The following provides a “big picture” plan of a proven process for working through the different stages of developing storybooks in the classroom setting:

  1. Decide the focus:  Organize materials, using selected visuals and text to tell the story or report the information requested for the activity.
  2. Design how to arrange resources:  List or outline content to be included.  Plan the layout (blueprint for a storybook page layout). Identify supplies needed. Think of what additional decoration or embellishments wanted and where to get them.
  3. Develop (create) the storybook pages: Assemble items in designated work space. Clip, copy, digitize, or create graphics and images to be use. (If you are using an online publishing system like that offered at Heritage Makers, then organizing your content ahead of time will help you upload your photos and write your story more quickly and efficiently).  Come up with fitting title and place according to plan. Write and insert captions and descriptive text.
  4. Evaluate storybook when complete (Evaluation by creator or peers) Content storybooks should be evaluated against how well they meet the criteria of the assignment. Questions for evaluation should reference the content, the plan, and the quality of the ultimate product. If created as a group activity, questions about teamwork should be included.

Creating Scrapbooks or Storybooks

Helpful tips on making an electronic family storybook include:


            1. Make font styles and sizes easy to read from the rear of the room. 

            2. Create good contrast between background colors and text. 

            3. Illustrations, photos, and graphics should be understandable, appropriate and easy to read from the rear of the room. 

            4. The presentation should reflect clear organization and synchronization with narration. 

            5. Use audio and video excerpts as illustrative sources, not as narration. 

            6. Use creativity in design. Avoid clutter, unreadable text, and poor use of color combinations. 

            7. Buttons and arrows, if present, should be highly visible, clearly labeled and functional. Establish color contrast and use readable sizes and effective placement. 

            8. Place citations on slides in a section below graphics and other main text entries. 


Keep in mind, many online publishing systems like the system available at Heritage Makers take a lot of the work described above out of making a storybook.  The use of computers has made storybooking an easy project for anyone with a desire to discover, preserve and celebrate their heritage and memories for years to come.


Helpful tips on making a hard copy storybook include:  

            1. Clear organization should be present, using visuals and text to tell the story and answer the questions for investigation. 

            2. Make it personal.
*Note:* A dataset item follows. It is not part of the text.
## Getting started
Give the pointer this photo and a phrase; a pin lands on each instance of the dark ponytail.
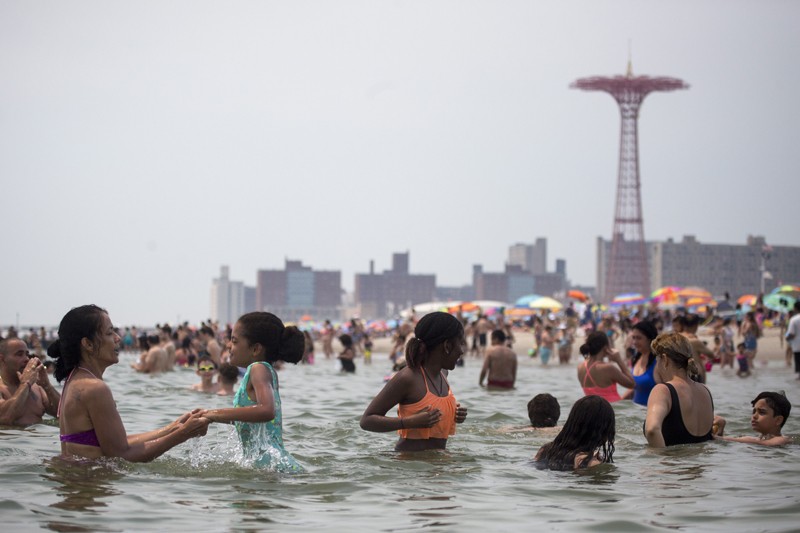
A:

Your storybook is a lasting legacy created by you to pass down your memories and heritage to generations yet to come.  Make sure they know how much love you put into creating your book.


Click for a chart with many different ideas on how you too can create your own books for your classroom.  Creating a storybook not only gives your students the ability to stretch their creative writing skills, but also gives them an artistic outlet for creativity too.  And, designing your own book is such a rewarding experience for all!


Either way you decide to go, whether Scrapbooking or Storybooking, make it count!  The time and effort you put into creating your special book will create a book of memories that will be passed down from generation to generation and should become a cherished memento for your family and friends.  But most importantly, have fun!  Storybooking and Scrapbooking are all about having a great time while you design you books.  It is all about story!  And it is your story, so tell it with love!